Hacker News new | ask | show | jobs
by panarky 994 days ago
I'd love to know how vector databases compare in their ability to do hybrid queries, vector similarity filtered by metadata values. For example, find the 100 items with the closest cosine similarity where genre = jazz and publication date between 1990 and 2000.

Can the vector index operate on a subset of records? Or when searching for 100 closest matches does the database have to find 1000 matches and then apply the metadata filter, and hope that doesn't reduce the result set down to zero and exclude relevant vectors?

It seems like measuring precision and recall for hybrid queries would be illuminating.

5 comments

There is on-stage filtering approach with extended HNSW https://qdrant.tech/articles/filtrable-hnsw/
I can't speak to the others, but pgvector indices can "break" hybrid queries. For example, if you select using a where clause specifying metadata (where genre = jazz) and order by distance from a vector (embedding of sound clip); if the index doesn't have a lot (or any) vectors in the sphere of the query vector that also match the metadata it can return no results. I discuss this in a blog post here [1].

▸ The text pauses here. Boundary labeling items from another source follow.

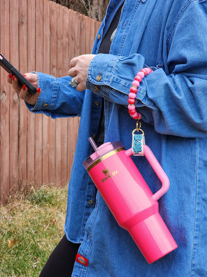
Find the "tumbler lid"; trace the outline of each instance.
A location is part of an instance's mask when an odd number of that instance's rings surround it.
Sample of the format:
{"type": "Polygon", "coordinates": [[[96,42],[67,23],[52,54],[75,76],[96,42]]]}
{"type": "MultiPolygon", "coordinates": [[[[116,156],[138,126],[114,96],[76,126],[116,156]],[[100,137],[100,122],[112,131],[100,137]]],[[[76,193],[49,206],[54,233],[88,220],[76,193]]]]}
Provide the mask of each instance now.
{"type": "MultiPolygon", "coordinates": [[[[95,149],[95,147],[94,147],[95,149]]],[[[84,166],[86,170],[95,161],[97,161],[106,154],[115,149],[121,148],[124,149],[122,144],[120,141],[115,142],[106,142],[97,148],[97,151],[89,157],[84,162],[84,166]]]]}

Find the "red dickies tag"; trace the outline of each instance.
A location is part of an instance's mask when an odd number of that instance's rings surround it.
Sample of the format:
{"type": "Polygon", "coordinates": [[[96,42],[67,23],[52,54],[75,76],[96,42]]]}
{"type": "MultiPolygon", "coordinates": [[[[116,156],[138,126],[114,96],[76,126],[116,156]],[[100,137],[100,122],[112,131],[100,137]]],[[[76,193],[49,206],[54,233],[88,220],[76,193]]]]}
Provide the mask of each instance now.
{"type": "Polygon", "coordinates": [[[86,258],[83,257],[78,253],[76,255],[76,262],[79,263],[79,264],[81,264],[84,266],[86,266],[86,267],[88,267],[89,264],[89,260],[86,258]]]}

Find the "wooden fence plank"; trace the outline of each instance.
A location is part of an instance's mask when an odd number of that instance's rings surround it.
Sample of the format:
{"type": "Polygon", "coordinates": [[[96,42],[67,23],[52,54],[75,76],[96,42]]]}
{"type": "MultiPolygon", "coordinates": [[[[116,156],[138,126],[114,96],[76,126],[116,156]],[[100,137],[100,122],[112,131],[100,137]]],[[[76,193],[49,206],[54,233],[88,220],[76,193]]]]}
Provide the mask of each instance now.
{"type": "MultiPolygon", "coordinates": [[[[50,74],[50,9],[48,2],[44,1],[43,3],[43,72],[50,74]]],[[[48,116],[43,115],[42,122],[42,183],[49,183],[49,159],[50,138],[49,137],[49,120],[48,116]]]]}
{"type": "MultiPolygon", "coordinates": [[[[28,72],[35,69],[35,1],[28,0],[28,72]]],[[[27,113],[27,180],[31,182],[35,179],[35,117],[34,113],[27,113]]]]}
{"type": "MultiPolygon", "coordinates": [[[[22,73],[27,71],[27,0],[19,1],[19,71],[22,73]]],[[[19,179],[27,179],[27,110],[23,101],[20,101],[19,121],[19,179]]]]}
{"type": "MultiPolygon", "coordinates": [[[[10,1],[10,61],[18,68],[18,3],[15,0],[10,1]]],[[[9,116],[9,162],[10,189],[15,192],[18,185],[18,124],[19,98],[16,91],[10,86],[9,116]]]]}
{"type": "MultiPolygon", "coordinates": [[[[63,8],[62,6],[57,5],[57,47],[58,49],[57,60],[57,77],[62,76],[62,66],[63,63],[63,26],[62,23],[63,20],[63,8]]],[[[56,184],[61,184],[62,178],[62,166],[65,160],[65,155],[61,155],[62,145],[63,143],[62,133],[62,120],[57,118],[56,120],[56,184]]]]}
{"type": "MultiPolygon", "coordinates": [[[[9,14],[9,5],[6,0],[0,1],[0,14],[9,14]]],[[[0,16],[0,31],[1,35],[9,26],[9,17],[0,16]]],[[[0,41],[0,51],[2,55],[9,59],[9,36],[2,38],[0,41]]],[[[0,69],[1,102],[0,115],[0,182],[1,200],[3,202],[5,193],[9,190],[9,86],[6,81],[7,72],[0,69]]],[[[1,203],[2,203],[1,202],[1,203]]]]}
{"type": "MultiPolygon", "coordinates": [[[[57,4],[49,1],[50,8],[50,74],[57,77],[57,4]]],[[[55,183],[55,120],[50,120],[49,133],[51,148],[50,148],[50,183],[55,183]]]]}
{"type": "MultiPolygon", "coordinates": [[[[36,0],[36,71],[43,70],[43,6],[42,0],[36,0]]],[[[42,114],[35,116],[35,179],[42,182],[42,114]]]]}

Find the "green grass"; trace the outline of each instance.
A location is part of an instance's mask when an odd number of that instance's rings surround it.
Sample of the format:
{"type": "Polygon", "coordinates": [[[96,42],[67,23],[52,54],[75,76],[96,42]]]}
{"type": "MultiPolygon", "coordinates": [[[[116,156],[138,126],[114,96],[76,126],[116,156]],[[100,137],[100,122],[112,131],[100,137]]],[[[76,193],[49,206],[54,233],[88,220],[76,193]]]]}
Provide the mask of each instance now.
{"type": "Polygon", "coordinates": [[[64,235],[67,187],[33,187],[0,207],[0,277],[38,277],[64,235]]]}

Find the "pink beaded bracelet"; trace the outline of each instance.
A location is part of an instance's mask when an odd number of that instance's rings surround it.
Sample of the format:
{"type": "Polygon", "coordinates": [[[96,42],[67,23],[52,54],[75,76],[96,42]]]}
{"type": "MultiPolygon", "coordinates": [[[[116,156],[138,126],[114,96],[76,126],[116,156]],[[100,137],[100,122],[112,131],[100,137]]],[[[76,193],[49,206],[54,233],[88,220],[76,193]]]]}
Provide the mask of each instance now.
{"type": "Polygon", "coordinates": [[[128,99],[128,103],[129,103],[128,109],[130,116],[134,119],[140,119],[141,117],[141,114],[136,111],[135,105],[134,105],[137,87],[139,86],[140,83],[144,77],[152,72],[152,69],[149,67],[145,67],[141,69],[135,76],[134,80],[132,82],[132,85],[130,88],[129,99],[128,99]]]}

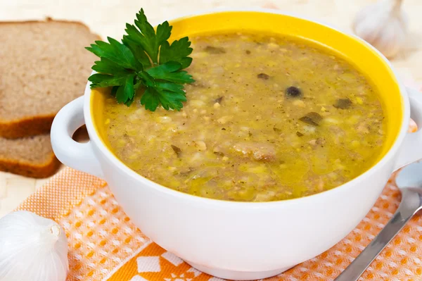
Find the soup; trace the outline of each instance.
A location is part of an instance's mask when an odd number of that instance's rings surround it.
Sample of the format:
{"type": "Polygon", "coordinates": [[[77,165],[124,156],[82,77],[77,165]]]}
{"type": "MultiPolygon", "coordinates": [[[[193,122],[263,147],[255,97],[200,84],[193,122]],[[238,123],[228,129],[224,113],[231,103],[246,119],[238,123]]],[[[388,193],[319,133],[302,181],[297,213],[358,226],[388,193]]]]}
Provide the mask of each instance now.
{"type": "Polygon", "coordinates": [[[158,184],[240,201],[305,196],[377,161],[385,116],[376,89],[316,44],[252,34],[191,37],[196,82],[180,111],[145,110],[108,95],[115,155],[158,184]]]}

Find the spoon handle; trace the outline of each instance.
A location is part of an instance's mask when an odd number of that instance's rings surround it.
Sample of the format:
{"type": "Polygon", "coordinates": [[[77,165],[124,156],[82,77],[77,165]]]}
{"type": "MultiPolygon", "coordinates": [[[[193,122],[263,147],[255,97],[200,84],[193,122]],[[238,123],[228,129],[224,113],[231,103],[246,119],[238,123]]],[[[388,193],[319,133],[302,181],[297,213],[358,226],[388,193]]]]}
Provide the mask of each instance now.
{"type": "MultiPolygon", "coordinates": [[[[415,192],[416,193],[416,192],[415,192]]],[[[402,202],[388,223],[334,281],[357,281],[420,208],[418,194],[403,189],[402,202]]]]}

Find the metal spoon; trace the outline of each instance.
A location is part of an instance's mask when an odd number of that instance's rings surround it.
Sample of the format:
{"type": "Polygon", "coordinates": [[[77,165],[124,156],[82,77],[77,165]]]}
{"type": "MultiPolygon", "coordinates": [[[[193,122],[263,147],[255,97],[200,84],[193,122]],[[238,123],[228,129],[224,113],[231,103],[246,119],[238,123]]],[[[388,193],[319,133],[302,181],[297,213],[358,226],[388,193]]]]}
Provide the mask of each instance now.
{"type": "Polygon", "coordinates": [[[334,281],[357,281],[406,223],[422,208],[422,162],[404,167],[397,175],[396,183],[402,192],[402,201],[397,211],[380,233],[334,281]]]}

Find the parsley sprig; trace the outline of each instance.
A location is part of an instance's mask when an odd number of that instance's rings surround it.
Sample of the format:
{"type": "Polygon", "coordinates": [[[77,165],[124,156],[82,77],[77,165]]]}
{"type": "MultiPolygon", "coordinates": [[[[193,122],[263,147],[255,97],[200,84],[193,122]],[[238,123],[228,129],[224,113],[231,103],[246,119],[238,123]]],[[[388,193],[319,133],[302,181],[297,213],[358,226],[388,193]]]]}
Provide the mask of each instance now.
{"type": "Polygon", "coordinates": [[[186,101],[184,84],[195,82],[182,70],[192,62],[192,48],[188,37],[170,44],[172,29],[165,21],[155,30],[141,9],[134,25],[126,24],[121,42],[107,37],[108,42],[96,41],[87,47],[100,58],[92,67],[97,73],[88,78],[91,88],[111,87],[117,102],[128,106],[139,93],[146,109],[155,111],[161,105],[180,111],[186,101]]]}

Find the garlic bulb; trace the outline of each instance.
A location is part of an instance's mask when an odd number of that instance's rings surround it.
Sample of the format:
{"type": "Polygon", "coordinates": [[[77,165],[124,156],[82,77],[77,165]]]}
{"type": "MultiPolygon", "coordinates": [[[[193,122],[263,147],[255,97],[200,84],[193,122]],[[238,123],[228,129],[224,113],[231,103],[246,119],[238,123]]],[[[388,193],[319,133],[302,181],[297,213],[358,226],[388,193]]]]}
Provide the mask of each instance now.
{"type": "Polygon", "coordinates": [[[402,0],[382,0],[359,12],[353,23],[354,33],[392,58],[399,51],[407,32],[407,18],[402,0]]]}
{"type": "Polygon", "coordinates": [[[65,281],[68,267],[57,223],[25,211],[0,218],[0,280],[65,281]]]}

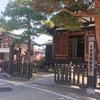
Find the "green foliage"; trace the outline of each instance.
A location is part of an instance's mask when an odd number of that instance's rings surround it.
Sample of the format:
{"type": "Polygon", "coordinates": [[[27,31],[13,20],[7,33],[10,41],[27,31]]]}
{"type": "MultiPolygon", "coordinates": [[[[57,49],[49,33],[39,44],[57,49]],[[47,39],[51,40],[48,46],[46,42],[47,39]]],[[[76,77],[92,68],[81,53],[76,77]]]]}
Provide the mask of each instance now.
{"type": "Polygon", "coordinates": [[[28,62],[31,61],[31,35],[39,36],[44,33],[43,20],[46,20],[43,14],[35,13],[31,6],[32,0],[10,0],[0,18],[0,27],[3,29],[24,30],[20,39],[14,40],[14,43],[20,44],[28,40],[28,62]]]}
{"type": "Polygon", "coordinates": [[[82,26],[82,22],[79,18],[72,16],[66,12],[60,12],[57,15],[54,15],[51,20],[56,26],[66,28],[71,31],[79,30],[80,26],[82,26]]]}
{"type": "Polygon", "coordinates": [[[50,20],[46,20],[44,23],[46,28],[53,28],[55,26],[55,24],[50,20]]]}
{"type": "Polygon", "coordinates": [[[36,12],[53,15],[51,21],[59,27],[67,28],[67,30],[79,30],[82,26],[80,18],[76,18],[61,9],[68,10],[73,13],[91,13],[93,8],[92,0],[34,0],[32,7],[36,12]]]}
{"type": "Polygon", "coordinates": [[[27,36],[37,36],[38,32],[43,32],[43,20],[46,17],[40,13],[34,13],[31,4],[32,0],[9,1],[5,11],[2,12],[0,26],[7,31],[24,29],[27,36]]]}
{"type": "Polygon", "coordinates": [[[100,14],[100,9],[96,9],[96,13],[97,14],[100,14]]]}

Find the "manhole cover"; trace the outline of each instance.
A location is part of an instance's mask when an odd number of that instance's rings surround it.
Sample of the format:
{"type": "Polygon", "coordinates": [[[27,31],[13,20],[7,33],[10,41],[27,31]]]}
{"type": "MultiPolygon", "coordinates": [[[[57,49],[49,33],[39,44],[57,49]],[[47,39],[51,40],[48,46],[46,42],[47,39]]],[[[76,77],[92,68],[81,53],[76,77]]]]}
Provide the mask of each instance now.
{"type": "Polygon", "coordinates": [[[0,92],[9,92],[11,90],[12,90],[12,88],[8,88],[8,87],[2,87],[2,88],[0,88],[0,92]]]}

[1]: https://www.polyscale.ai/blog/pgvector-bigger-boat/

You can totally do this in Cassandra. See https://docs.datastax.com/en/astra-serverless/docs/vector-se...
What you’re describing is easily done in Pinecone, and in other solutions as well. See: https://docs.pinecone.io/docs/metadata-filtering
> do hybrid queries

"no" - the graph objects after training are opaque AFAIK

Actually a lot of the databases offer filtering before or after similarity search.
I'd say it's table stakes today.